Joyce chuckled ruefully. “Was I that obvious? Well, Matt always says I’m totally transparent.”
As Joyce’s expression turned desolate Diana suddenly laughed. “Don’t apologize to me, Joyce,” she said. “Except for Bill Henry, you’re the only person who’s ever even bothered to talk to me about my life.”
Joyce’s eyes flickered toward the kitchen door. Then she reached out to touch Diana’s hand. “Is it that bad?”
Diana was still for a moment, then shook her head. “I suppose it used to be worse. I guess it’s just that she doesn’t want me to grow up, Joyce.” Diana took a deep breath and stood up. “Well, I’d better find Christie and fix some lunch.”
Joyce, too, stood up. “She’s outside with the rest of the kids. I invited them all over to have lunch with Jeff. Christie, too.

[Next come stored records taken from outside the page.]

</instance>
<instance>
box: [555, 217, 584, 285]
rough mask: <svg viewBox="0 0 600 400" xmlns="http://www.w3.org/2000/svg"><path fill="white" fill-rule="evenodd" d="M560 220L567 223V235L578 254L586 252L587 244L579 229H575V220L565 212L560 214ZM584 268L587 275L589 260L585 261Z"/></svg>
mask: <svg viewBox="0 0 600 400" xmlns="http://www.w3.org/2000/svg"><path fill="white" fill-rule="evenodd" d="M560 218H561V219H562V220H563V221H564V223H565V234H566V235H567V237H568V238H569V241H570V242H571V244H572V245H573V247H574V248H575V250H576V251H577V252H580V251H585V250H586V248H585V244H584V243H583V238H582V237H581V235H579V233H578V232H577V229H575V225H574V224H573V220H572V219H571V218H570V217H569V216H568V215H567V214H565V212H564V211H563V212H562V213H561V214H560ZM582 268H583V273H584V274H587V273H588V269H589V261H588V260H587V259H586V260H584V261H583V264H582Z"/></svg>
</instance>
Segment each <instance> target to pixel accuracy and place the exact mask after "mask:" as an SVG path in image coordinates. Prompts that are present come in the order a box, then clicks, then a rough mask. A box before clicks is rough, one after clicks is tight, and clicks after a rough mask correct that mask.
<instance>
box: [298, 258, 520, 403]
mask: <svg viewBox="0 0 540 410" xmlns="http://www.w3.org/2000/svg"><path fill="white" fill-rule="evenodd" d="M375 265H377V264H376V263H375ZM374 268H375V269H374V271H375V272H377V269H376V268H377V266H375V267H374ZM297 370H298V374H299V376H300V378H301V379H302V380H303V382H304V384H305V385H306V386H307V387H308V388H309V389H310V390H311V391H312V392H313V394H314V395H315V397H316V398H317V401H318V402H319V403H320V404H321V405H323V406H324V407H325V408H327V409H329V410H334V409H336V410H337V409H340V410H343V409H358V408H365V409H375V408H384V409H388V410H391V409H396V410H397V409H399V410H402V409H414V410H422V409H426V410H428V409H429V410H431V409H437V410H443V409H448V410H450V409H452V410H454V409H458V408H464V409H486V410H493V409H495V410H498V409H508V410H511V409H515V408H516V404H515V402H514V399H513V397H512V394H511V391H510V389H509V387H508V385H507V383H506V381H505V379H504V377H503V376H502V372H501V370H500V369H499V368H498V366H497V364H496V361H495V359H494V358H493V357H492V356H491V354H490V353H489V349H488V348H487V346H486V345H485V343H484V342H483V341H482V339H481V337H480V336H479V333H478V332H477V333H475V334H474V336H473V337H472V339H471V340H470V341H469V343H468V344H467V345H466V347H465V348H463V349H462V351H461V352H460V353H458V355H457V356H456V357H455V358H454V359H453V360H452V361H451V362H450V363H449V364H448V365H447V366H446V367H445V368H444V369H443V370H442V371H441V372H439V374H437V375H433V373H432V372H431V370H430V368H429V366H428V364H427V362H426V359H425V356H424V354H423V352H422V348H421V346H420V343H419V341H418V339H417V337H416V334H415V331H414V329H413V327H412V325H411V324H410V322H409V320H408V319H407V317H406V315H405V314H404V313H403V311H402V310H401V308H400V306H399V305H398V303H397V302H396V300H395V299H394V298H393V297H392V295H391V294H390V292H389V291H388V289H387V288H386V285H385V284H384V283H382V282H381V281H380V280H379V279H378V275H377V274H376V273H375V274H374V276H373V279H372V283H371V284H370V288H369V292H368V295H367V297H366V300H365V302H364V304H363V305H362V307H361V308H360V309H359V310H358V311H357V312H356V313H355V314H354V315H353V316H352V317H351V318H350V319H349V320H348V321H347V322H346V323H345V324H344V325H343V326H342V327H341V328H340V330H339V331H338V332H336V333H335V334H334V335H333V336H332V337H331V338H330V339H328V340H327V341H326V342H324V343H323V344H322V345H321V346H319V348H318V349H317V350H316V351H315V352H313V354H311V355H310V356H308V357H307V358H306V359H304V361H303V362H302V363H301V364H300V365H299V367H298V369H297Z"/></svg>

Is that all right?”
Diana’s hesitation was almost imperceptible.
“Of course,” she said. “Just make sure she comes home by four, okay?”
Joyce agreed and let herself out the back door. As she disappeared around the corner of the house, Diana slowly fingered her glass.
She wished Christie weren’t going to the Crowleys’. She had wanted to fix lunch for Christie herself. Indeed, she wanted to do everything for Christie.